Les élections législatives du 15 octobre 2017 ont totalement rebattu les cartes du jeu politique autrichien. Néanmoins, si l’on compare avec leurs résultats de 2013, les principaux partis soutenant le mouvement ouvrier, le SPÖ (Parti social-démocrate) avec 26,9 % et le KPÖ (Parti communiste héritier du stalinisme) avec 0,7 % sont parvenus à maintenir leurs scores dans l’ensemble du pays.
La victoire est revenue à l’ÖVP (Parti populaire, démocrate-chrétien) de Sebastian Kurz avec 31,6 % des suffrages. Un jeu d’alliances parlementaires le mènera très certainement à former une coalition avec le FPÖ (Parti de la liberté, fascisant) arrivé en troisième position avec 26 % des voix. Une situation dramatique pour les Grünen (Verts, parti écologiste) qui les privera d’une représentation parlementaire pour la prochaine législature. Le FPÖ et l’ÖVP ont aussi le renfort des 9 % réalisés par les listes conjuguées de FRANK (du milliardaire Frank Stronach) et du BZÖ (le socle des partisans historiques de feu Haider).
Ainsi, une majorité bourgeoise s’est clairement emparée du Parlement. Même sans prendre en compte le soutien que la liste Pilz (avec son nombre d’élus actuel) pourrait probablement apporter à leurs projets de loi, les partis bourgeois sont en mesure d’imposer des lois à une majorité des 2/3.

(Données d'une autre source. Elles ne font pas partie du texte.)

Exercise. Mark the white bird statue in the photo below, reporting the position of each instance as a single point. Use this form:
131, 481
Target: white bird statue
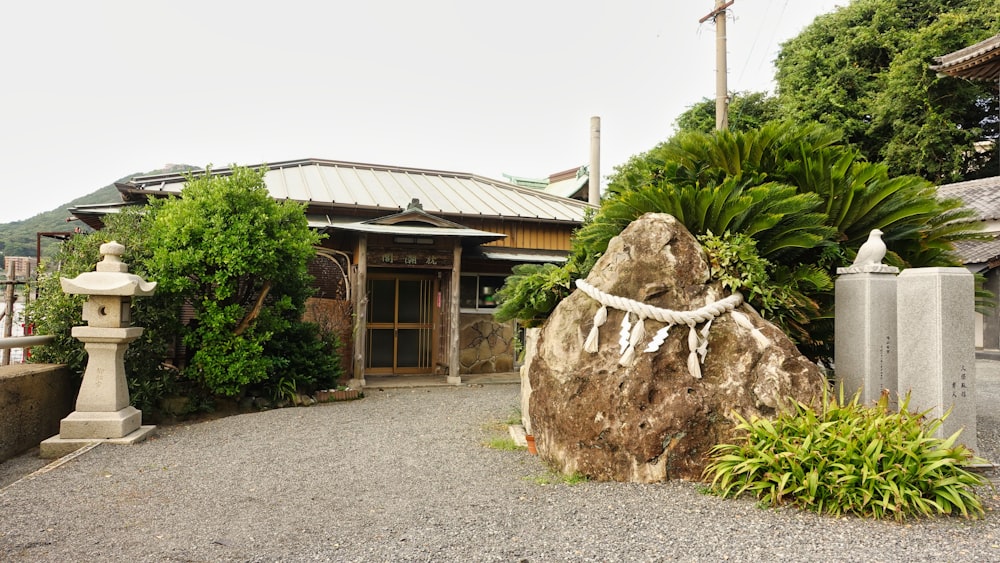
872, 251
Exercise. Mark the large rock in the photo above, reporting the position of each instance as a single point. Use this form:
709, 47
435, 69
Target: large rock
652, 420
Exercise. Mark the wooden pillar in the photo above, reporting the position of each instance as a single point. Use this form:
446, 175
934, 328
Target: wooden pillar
8, 320
360, 293
454, 361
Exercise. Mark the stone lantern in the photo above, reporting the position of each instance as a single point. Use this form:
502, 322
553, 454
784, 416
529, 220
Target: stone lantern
103, 413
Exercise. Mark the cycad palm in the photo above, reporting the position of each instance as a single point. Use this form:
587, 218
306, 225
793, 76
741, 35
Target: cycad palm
807, 200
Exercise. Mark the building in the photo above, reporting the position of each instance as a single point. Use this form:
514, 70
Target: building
19, 268
412, 260
979, 62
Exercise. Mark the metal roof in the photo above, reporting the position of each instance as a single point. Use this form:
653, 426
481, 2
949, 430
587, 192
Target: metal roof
322, 222
982, 196
976, 62
336, 184
978, 251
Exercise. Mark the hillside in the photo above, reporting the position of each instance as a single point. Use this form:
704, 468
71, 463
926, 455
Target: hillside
18, 238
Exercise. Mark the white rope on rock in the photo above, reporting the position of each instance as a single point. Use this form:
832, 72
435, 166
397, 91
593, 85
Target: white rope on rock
630, 335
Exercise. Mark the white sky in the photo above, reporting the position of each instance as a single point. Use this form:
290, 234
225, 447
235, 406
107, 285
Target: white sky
92, 91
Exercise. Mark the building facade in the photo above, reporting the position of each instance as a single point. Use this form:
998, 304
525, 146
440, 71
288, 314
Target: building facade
412, 259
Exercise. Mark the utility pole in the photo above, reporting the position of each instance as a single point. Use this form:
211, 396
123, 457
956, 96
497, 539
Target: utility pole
721, 87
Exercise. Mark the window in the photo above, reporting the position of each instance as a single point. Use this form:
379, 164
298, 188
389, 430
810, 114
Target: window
477, 292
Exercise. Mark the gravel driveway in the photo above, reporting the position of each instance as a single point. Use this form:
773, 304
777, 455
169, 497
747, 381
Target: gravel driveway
403, 475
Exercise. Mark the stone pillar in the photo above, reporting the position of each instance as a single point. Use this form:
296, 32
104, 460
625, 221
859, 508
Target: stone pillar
454, 323
103, 412
937, 358
530, 349
865, 331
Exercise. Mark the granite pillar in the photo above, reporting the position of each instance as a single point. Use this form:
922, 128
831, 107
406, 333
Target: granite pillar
865, 331
936, 335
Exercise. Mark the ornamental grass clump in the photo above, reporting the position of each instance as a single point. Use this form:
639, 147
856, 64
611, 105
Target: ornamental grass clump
849, 459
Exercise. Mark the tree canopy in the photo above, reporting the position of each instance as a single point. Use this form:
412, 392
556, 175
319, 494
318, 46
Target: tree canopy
225, 254
865, 68
778, 209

Les gains électoraux de l’ÖVP et du FPÖ, la stabilisation de NEOS (Nouvelle Autriche, parti bourgeois néo-libéral) et l’entrée au parlement de la liste Peter Pilz sont symptomatiques de la perte de crédibilité de la petite bourgeoise de gauche qui ne semble plus en mesure d’incarner une solution durable pour le pays. Les Grünen, vus comme l’alternative au libéralisme forcené, ont parfois vacillé sur les problèmes comme la crise des migrants, la discrimination sociale ou l’écologie elle-même. NEOS, héritiers auto-proclamés du Forum libéral sont eux clairement en faveur du libéralisme économique à outrance et n’hésiteront pas à passer en force pour faire adopter leurs idées. NEOS peut d’ailleurs être assimilée à l’aile dure de l’ÖVP.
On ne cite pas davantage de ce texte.